The Thymus: Running the Gauntlet from Development to Immunodeficiency and Cancer Progression

The thymus remains a complex lymphoid organ based on its unique role in supporting the development of T cells recognizing but not overtly responding to self-peptide-self MHC molecules. This process relies on two major thymic epithelial cell (TECs) subsets, termed cortical and medullary TECs. The commanding role of TECs is supported by additional interactions with mesenchymal- and endothelial- derived cell subsets along with hematopoietic cells. With a maximal output of T cells by adolescence, the thymus undergoes a subsequent age-dependent atrophy coupled with cell transitions and adipogenesis. Malnutrition, stress, infections, and immunodeficiencies all cause a transient and sometimes permanent thymic hypoplasia. The regenerative capacity of this tissue is remarkable but can be masked by pathophysiological changes leading to hyperplasia. Thus, autoimmune diseases and oncogenic transformations can lead to thymomas and thymic carcinomas. Surgical resection of the enlarged thymuses is the cornerstone treatment for operable thymic epithelial tumors and certain autoimmune conditions. Thymus removal is also sometimes performed during cardiac surgeries with the increasing mortality and cancer risks. Thus novel and precision treatments and regenerative therapies are urgently needed to restore T cell development. Understanding the contributions of the many cell subsets that coordinate thymic growth, regeneration, thymopoiesis and tumorigenesis are essential for precision medicine strategies to correct thymic dysfunctions.

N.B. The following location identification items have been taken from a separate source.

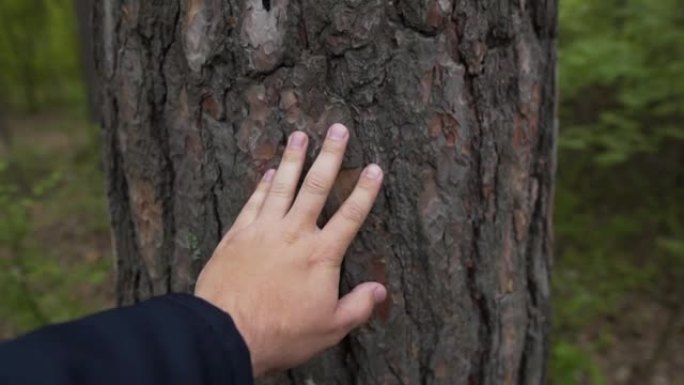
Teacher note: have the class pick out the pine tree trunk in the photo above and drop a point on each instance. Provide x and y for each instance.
(454, 98)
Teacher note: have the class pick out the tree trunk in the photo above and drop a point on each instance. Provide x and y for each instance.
(455, 99)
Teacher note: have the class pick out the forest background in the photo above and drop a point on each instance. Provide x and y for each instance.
(619, 216)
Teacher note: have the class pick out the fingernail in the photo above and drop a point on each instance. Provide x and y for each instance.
(268, 176)
(297, 140)
(379, 294)
(373, 171)
(338, 132)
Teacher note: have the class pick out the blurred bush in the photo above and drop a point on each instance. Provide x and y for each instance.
(39, 58)
(620, 193)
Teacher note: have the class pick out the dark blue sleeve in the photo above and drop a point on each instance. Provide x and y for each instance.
(171, 340)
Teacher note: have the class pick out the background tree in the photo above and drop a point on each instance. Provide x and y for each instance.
(455, 99)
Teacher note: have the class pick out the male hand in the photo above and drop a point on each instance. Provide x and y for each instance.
(277, 274)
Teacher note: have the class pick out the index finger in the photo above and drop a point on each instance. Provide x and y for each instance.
(345, 224)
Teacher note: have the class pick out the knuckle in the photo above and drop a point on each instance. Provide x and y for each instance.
(280, 189)
(291, 235)
(317, 184)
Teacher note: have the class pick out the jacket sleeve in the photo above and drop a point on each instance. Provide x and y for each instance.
(171, 340)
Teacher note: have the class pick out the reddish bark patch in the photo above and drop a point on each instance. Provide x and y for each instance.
(507, 266)
(147, 214)
(434, 15)
(379, 272)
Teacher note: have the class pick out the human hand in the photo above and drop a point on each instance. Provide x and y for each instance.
(277, 273)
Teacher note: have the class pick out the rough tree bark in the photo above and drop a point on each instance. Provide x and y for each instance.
(454, 98)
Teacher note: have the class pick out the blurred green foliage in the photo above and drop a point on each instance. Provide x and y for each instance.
(620, 192)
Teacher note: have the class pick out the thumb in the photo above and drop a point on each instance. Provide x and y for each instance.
(356, 308)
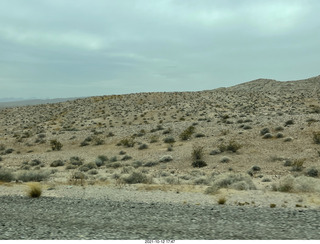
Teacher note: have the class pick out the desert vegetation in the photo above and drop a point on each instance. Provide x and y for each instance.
(247, 137)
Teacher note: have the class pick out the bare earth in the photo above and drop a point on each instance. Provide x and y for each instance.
(106, 125)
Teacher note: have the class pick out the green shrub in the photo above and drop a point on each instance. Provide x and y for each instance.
(199, 164)
(136, 178)
(222, 200)
(137, 164)
(312, 172)
(34, 162)
(6, 175)
(57, 163)
(297, 165)
(56, 145)
(98, 141)
(187, 133)
(232, 146)
(34, 190)
(100, 160)
(316, 137)
(197, 153)
(169, 139)
(37, 175)
(127, 142)
(143, 146)
(150, 164)
(76, 161)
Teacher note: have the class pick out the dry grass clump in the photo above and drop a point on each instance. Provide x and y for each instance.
(127, 142)
(232, 146)
(197, 157)
(38, 175)
(298, 184)
(316, 137)
(222, 200)
(56, 145)
(35, 190)
(233, 181)
(187, 133)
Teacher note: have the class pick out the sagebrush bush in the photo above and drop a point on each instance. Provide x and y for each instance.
(297, 165)
(38, 175)
(222, 200)
(35, 190)
(199, 164)
(76, 161)
(298, 184)
(143, 146)
(233, 181)
(127, 142)
(312, 172)
(165, 159)
(136, 178)
(169, 139)
(57, 163)
(187, 133)
(197, 152)
(232, 146)
(316, 137)
(6, 175)
(56, 145)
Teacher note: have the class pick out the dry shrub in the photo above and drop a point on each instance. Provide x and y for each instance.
(35, 190)
(316, 137)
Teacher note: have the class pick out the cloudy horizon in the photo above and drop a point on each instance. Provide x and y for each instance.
(64, 48)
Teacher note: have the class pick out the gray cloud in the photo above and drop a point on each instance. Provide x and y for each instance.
(58, 48)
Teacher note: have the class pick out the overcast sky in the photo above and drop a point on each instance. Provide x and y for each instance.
(70, 48)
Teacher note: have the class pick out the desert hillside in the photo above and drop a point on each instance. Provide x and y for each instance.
(264, 129)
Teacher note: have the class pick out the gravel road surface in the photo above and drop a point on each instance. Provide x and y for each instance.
(104, 219)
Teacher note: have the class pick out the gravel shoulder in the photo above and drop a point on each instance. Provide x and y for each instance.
(107, 213)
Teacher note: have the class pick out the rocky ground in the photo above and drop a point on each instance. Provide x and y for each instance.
(130, 215)
(256, 144)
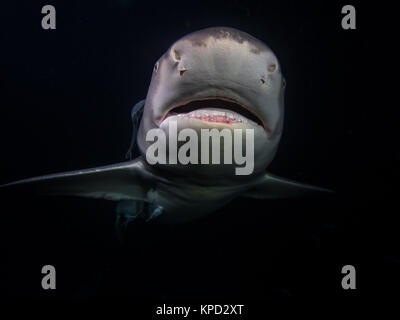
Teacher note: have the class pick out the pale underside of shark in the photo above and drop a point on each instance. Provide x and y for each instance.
(213, 69)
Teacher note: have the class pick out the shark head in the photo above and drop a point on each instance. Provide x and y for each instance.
(217, 78)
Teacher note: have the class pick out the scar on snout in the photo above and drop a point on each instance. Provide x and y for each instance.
(272, 67)
(177, 55)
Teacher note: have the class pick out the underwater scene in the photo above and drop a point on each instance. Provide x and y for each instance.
(194, 159)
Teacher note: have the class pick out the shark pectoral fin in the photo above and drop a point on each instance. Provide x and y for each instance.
(126, 180)
(273, 187)
(136, 116)
(127, 211)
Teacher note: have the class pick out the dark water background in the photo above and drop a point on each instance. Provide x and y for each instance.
(65, 101)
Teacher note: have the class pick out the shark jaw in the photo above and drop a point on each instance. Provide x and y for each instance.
(216, 110)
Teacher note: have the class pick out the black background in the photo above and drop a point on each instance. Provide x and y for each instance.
(66, 96)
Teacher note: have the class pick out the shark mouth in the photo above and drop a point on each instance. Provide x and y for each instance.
(221, 110)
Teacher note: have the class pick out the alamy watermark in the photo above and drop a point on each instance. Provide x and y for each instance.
(188, 152)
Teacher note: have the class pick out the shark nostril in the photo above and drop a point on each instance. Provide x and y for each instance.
(177, 55)
(272, 67)
(156, 67)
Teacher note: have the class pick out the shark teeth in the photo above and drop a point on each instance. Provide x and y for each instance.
(213, 116)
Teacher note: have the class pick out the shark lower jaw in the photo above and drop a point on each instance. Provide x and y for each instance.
(217, 112)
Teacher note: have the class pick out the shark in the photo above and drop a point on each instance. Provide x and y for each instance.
(215, 78)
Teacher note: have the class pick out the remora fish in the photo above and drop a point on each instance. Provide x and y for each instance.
(219, 70)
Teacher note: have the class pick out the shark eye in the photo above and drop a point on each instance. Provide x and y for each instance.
(156, 67)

Deciphering the molecular mechanisms controlling thymus development, thymopoiesis and tissue regeneration is needed to improve T cell output for various clinical conditions, including aging. Moreover, understanding the genetic changes and the origin of transformed cells in the tissue leading to hyperplasia and tumor progression are essential for both early diagnosis and development of novel and precision therapies. In this research collection, our aim is to address these issues, covering topics from thymic formation and function, stromal and hematopoietic cell subsets, aging related tissue involution and tumor initiation/progression of varying histological types. We will report new discoveries in the field and collect experts’ opinions on achievement in the past decades and on future directions for research of normal and diseased thymus.

In this Research Topic, we welcome all article types with a focus on:
· Regulation of thymopoiesis including the contributions of TECs, mesenchymal cells, endothelial cells, and hematopoietic cells such as dendritic cells and innate lymphoid cells
· In-born Errors of Immunity leading to thymic hypoplasia/aplasia such as PAX1, FOXN1, TBX1, TP63, 22q11.2, gestational diabetes, gestational retinopathy, CHARGE
· Progress in Organoid Development: In vitro and in vivo approaches to improve T cell development
· Thymus output diagnostics: TRECs and T cell output, aging, infections,
· Therapeutics: Implant vs Transplant, BMT, Treg production, cytokine therapies
· Autoimmunity: myasthenia gravis, ulcerative colitis, Bechet’s disease and consequent impacts on thymus functions
· Tumorigenesis: key genetic alterations, cells of origin of thymic epithelial tumors, histological subtypes and preclinical models (Cell lines, organoids and animal models).
· Clinical perspectives: radiological exposures, chemotherapy, immunotherapy, postnatal thymectomy consequences on immunity.


Manuscripts consisting solely of bioinformatics or computational analysis of public genomic or transcriptomic databases which are not accompanied by robust and relevant validation (clinical cohort or biological validation in vitro or in vivo) are out of scope for this topic.